# change in mph from road bike to CX bike for commute



## Montobo (Sep 6, 2012)

This question is based on a proposed new bike build for me. Right now, I commute on a road bike with 25 mm conti gator skin clincher. For certain reasons, I am thinking of a cross bike with tubular tires, 32 mm, "fast rolling," there are several choices in tires, haven't picked it. This way I could alternate between the platforms. I would rather not discuss tubular vs. clincher. Because my route is VERY hilly with some steep climbs, a good mph right now:

15 mph with 25 mm tires. 

What is the estimated mph (ignoring weight difference in bikes) for the CX 32 mm width? Let's assume ideal conditions for road, weather and for bicycle maintenance and for tire pressure.

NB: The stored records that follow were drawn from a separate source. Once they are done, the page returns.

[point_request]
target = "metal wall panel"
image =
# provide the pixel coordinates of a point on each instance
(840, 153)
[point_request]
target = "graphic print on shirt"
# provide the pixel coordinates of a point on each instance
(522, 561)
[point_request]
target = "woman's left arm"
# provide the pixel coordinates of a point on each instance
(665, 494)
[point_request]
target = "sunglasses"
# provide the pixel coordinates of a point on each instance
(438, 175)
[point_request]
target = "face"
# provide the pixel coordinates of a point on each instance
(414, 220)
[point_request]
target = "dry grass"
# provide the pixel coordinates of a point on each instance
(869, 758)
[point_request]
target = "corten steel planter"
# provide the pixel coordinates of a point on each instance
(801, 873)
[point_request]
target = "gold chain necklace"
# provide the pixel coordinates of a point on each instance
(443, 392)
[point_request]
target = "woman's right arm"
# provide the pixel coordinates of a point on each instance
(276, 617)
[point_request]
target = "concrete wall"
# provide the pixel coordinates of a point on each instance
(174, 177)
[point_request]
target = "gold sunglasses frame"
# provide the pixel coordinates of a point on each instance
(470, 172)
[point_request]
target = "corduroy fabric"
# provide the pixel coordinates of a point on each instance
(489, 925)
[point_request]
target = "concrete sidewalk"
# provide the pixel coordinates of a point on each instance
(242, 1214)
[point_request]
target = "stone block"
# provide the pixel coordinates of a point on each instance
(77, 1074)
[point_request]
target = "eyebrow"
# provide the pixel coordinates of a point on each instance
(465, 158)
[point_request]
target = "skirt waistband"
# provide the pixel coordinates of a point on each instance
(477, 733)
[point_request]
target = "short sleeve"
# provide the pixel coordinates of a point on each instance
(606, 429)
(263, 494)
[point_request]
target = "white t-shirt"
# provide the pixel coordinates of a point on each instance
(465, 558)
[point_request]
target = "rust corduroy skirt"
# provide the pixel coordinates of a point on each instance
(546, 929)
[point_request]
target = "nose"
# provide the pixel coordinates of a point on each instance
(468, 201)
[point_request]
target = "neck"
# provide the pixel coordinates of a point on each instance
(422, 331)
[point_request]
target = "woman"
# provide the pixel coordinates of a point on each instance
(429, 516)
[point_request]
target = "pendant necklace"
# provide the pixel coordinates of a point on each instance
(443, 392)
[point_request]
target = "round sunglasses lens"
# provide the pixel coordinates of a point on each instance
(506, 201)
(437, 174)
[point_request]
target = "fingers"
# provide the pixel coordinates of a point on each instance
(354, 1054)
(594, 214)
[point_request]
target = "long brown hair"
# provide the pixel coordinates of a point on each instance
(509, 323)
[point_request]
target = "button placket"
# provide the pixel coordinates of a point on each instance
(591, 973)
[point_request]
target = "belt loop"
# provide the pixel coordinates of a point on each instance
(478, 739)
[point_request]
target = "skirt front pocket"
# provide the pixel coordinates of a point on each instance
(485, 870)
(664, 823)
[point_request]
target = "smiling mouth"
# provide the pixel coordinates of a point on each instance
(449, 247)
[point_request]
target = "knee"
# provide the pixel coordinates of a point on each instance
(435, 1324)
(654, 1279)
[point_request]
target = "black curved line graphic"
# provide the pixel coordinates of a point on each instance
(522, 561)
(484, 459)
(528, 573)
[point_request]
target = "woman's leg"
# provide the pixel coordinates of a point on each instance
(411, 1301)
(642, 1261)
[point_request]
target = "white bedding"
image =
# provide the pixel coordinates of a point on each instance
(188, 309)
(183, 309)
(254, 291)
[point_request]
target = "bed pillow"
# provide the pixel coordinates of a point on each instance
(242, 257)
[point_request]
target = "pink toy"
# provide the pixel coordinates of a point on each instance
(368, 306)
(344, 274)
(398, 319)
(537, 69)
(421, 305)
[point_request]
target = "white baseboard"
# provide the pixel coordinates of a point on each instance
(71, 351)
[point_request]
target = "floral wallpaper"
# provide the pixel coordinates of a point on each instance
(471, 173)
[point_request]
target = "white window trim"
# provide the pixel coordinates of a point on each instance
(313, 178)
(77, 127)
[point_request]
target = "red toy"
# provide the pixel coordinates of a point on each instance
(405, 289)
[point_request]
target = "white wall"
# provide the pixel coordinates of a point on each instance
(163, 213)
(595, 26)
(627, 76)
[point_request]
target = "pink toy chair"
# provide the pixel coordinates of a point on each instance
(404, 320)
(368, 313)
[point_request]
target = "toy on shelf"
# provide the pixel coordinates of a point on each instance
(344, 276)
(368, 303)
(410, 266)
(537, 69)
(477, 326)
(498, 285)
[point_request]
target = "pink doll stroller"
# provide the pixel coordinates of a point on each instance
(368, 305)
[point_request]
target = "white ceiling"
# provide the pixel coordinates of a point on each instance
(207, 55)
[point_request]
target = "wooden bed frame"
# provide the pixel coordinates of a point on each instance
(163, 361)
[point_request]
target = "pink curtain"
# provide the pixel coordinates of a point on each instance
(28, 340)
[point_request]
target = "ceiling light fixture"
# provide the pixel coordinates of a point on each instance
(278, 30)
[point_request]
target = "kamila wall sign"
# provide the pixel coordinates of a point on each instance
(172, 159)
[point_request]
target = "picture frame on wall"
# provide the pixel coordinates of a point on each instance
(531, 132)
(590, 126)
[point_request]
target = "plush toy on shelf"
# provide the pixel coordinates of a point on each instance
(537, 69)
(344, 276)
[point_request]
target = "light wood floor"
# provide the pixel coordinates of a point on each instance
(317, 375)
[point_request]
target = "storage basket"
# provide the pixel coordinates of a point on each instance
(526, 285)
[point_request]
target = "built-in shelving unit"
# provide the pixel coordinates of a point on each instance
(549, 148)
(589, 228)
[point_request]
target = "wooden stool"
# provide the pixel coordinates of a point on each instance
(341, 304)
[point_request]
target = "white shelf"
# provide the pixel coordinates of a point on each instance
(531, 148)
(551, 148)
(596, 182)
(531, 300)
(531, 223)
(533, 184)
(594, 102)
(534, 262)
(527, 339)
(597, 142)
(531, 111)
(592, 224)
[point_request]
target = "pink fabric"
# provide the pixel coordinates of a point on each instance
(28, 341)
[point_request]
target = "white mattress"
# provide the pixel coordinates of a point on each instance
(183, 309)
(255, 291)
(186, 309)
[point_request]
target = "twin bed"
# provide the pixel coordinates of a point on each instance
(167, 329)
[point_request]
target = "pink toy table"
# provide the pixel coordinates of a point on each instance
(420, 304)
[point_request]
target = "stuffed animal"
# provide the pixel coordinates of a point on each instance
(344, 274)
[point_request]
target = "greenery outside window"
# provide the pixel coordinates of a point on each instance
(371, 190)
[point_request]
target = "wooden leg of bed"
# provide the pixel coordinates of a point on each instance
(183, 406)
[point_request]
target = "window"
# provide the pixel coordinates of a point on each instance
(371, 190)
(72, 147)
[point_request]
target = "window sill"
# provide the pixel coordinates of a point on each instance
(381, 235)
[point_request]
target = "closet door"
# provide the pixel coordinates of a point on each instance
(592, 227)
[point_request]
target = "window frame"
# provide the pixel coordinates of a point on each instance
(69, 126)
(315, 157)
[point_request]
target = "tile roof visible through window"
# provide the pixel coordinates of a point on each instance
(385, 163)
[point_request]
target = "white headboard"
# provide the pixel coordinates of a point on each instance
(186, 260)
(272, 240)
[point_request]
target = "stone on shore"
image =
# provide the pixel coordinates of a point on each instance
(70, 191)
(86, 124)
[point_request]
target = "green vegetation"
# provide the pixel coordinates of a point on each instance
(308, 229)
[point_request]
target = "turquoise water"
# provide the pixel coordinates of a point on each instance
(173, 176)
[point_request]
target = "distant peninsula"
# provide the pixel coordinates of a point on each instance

Thanks a lot for helping me plan.


----------



## Scott B (Dec 1, 2004)

I'm going with "some, not much". How rough are the roads? The smoother the roads the greater the advantage of a skinner tire. If you're climbing a lot rotational weight would have an impact on speed.

I'd think the knobs on a cross tire wouldn't be ideal for road. Also, most have a softer rubber compound, so wear life wouldn't be as good. Those seem like bigger downsides to me. How about a wider road tire? 28mm Gatorskin or a 32 mm Schwalbe Marathon Supreme?


----------



## 32and3cross (Feb 28, 2005)

I will second what Scott B said. Most any 32mm cross tubbie you find even a low profile one will have a soft compound because they are designed withe racing in mind not long mileage and they are damned expensive. 

Im sorry I know you said you didn't want to discuss it but I think using tubulars for commuting is going to limit you tire choice to things that just are not correct for the application.


----------



## Steve B. (Jun 26, 2004)

My one way is 25 miles, all hard surface, some bike trail. 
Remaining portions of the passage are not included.